Management of threatened miscarriage and recurrent miscarriage: guidance on use of progesterone
The Progesterone Pathway ensures that women who have had at least one previous miscarriage and present with early pregnancy bleeding are offered vaginal micronised progesterone, where it is clinically indicated, and provides guidance on asymptomatic women with four or more previous miscarriages.
Ensuring that a pregnancy is viable or potentially viable
Miscarriage can sometimes be diagnosed on a single ultrasound scan and treatment of a non-viable pregnancy inappropriately with progesterone can unnecessarily delay management of a miscarriage.
This means that only the following scan findings in women with threatened miscarriage and previous miscarriage would be suitable for vaginal micronised progesterone treatment:
- Normally sited pregnancy within the uterus with fetal pole and fetal heart pulsation confirmed.
- Normally sited pregnancy with a fetal pole where the CRL <7mm and no fetal heart pulsation is seen.
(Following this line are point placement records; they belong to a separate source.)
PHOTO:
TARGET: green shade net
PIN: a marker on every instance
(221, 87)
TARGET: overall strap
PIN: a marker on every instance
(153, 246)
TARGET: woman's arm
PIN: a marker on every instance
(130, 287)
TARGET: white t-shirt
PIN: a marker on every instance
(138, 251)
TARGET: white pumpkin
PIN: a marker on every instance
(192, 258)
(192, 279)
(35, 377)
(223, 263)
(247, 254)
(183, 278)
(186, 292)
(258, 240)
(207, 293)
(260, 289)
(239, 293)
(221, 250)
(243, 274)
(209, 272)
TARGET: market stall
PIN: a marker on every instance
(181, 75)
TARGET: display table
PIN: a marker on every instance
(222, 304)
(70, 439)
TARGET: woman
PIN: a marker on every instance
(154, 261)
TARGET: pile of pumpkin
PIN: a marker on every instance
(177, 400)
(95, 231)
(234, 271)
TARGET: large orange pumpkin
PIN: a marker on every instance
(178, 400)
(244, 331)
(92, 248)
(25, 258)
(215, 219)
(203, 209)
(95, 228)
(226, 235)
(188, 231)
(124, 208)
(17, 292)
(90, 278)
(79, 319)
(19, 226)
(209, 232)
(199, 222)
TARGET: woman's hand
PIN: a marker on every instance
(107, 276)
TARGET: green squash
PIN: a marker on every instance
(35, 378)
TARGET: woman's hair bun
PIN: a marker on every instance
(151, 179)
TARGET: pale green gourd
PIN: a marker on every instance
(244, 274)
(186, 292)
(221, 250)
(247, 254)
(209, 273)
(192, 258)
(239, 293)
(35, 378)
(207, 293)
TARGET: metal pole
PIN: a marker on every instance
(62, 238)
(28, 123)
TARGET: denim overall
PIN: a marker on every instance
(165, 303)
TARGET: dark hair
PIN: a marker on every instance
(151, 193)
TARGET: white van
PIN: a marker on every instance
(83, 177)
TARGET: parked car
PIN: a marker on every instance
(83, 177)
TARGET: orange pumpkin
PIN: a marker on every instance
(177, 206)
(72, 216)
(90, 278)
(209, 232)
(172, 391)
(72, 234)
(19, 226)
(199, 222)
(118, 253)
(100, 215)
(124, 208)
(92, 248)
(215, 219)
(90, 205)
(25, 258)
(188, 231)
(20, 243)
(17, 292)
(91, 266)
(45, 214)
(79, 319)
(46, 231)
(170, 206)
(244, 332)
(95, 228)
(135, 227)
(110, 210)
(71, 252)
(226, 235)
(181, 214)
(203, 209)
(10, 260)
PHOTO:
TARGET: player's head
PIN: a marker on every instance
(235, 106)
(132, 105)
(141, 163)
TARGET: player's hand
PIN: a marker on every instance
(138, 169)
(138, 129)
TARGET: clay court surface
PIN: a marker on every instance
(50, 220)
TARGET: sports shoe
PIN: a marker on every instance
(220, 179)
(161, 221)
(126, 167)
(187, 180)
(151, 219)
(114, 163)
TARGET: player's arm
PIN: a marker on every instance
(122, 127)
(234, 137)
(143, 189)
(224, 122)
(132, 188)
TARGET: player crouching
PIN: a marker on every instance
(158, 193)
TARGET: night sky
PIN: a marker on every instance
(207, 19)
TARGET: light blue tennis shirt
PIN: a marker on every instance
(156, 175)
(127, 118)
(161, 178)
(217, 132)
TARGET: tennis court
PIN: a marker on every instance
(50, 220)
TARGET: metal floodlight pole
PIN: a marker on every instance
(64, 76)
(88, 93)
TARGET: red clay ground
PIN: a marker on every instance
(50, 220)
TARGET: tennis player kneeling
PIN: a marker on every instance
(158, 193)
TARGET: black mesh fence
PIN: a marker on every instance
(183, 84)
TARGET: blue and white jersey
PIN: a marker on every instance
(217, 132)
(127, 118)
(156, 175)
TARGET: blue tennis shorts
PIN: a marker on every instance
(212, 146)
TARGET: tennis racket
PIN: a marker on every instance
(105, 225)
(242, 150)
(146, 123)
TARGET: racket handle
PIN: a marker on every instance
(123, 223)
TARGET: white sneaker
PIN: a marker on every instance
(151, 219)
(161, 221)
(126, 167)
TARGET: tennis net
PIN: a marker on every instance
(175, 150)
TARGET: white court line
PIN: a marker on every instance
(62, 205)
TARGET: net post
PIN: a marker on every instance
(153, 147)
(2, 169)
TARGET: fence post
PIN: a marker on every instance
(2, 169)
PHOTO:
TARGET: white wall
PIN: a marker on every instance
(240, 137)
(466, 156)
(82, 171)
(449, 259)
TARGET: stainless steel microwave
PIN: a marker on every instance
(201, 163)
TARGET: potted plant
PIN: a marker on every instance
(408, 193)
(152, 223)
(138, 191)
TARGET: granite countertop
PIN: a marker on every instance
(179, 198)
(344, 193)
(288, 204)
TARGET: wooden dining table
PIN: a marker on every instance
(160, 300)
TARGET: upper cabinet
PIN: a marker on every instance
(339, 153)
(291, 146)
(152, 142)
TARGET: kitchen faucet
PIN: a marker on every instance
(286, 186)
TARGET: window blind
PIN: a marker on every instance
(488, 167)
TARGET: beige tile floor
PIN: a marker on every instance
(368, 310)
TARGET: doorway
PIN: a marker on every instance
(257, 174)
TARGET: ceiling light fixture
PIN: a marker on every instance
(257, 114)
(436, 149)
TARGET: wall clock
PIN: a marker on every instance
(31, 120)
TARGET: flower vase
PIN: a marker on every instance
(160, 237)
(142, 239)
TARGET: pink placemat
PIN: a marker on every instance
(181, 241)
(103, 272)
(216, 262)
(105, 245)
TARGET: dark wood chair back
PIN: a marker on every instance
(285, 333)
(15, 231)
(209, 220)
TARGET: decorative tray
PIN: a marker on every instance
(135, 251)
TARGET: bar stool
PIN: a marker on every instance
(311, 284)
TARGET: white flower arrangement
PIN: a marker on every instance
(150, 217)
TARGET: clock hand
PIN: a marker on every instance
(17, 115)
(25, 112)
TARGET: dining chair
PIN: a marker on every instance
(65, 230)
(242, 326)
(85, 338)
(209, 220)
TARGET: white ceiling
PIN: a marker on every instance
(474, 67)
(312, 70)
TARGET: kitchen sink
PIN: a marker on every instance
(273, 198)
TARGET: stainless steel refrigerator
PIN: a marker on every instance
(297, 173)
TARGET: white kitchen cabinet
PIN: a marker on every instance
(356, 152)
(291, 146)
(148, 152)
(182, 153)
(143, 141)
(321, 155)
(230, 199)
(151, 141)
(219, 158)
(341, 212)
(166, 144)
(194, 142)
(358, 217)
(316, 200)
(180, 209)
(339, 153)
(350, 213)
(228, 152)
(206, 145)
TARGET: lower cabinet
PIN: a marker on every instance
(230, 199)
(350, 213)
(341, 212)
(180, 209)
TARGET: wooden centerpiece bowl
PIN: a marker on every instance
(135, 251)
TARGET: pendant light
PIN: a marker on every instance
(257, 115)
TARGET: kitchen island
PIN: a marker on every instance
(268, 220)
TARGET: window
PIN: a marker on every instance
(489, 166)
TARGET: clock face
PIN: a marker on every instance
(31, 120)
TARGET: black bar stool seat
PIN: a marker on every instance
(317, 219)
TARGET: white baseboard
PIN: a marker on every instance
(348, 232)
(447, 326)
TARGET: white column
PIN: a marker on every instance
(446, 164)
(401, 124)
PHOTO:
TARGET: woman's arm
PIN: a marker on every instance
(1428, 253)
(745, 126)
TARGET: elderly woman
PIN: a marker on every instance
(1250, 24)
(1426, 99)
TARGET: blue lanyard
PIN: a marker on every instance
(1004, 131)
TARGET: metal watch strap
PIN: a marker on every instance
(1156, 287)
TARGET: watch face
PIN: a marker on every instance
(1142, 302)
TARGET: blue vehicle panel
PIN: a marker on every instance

- Normally sited pregnancy with a gestational sac and a yolk sac but no fetal pole.
- Where there is a gestation sac (MSD <25mm) but no fetal pole and no yolk sac. However, caution should be exercised because a pseudosac can sometimes be seen in ectopic pregnancy. A gestation sac is eccentrically placed in the uterus with an obvious decidual reaction. Pseudosacs are in the midline with no decidual reaction and may have teardrop rather than smooth edges. If a pseudosac is suspected this is a pregnancy of unknown location and progesterone should not be offered at this stage.
Progesterone should not be offered:
- For women with threatened miscarriage who have no history of previous miscarriage.
- For women with a pregnancy of unknown location (PUL). These women need additional assessment with hCG measurement and repeat scanning.
- For women of previous molar/ectopic pregnancy/PUL alone with no previous miscarriage.
- For women with some clinical conditions and elements of patient history that mean that treatment with progesterone is contraindicated or relatively contraindicated even if they have a history of previous miscarriages, therefore treatment must take individual history into account.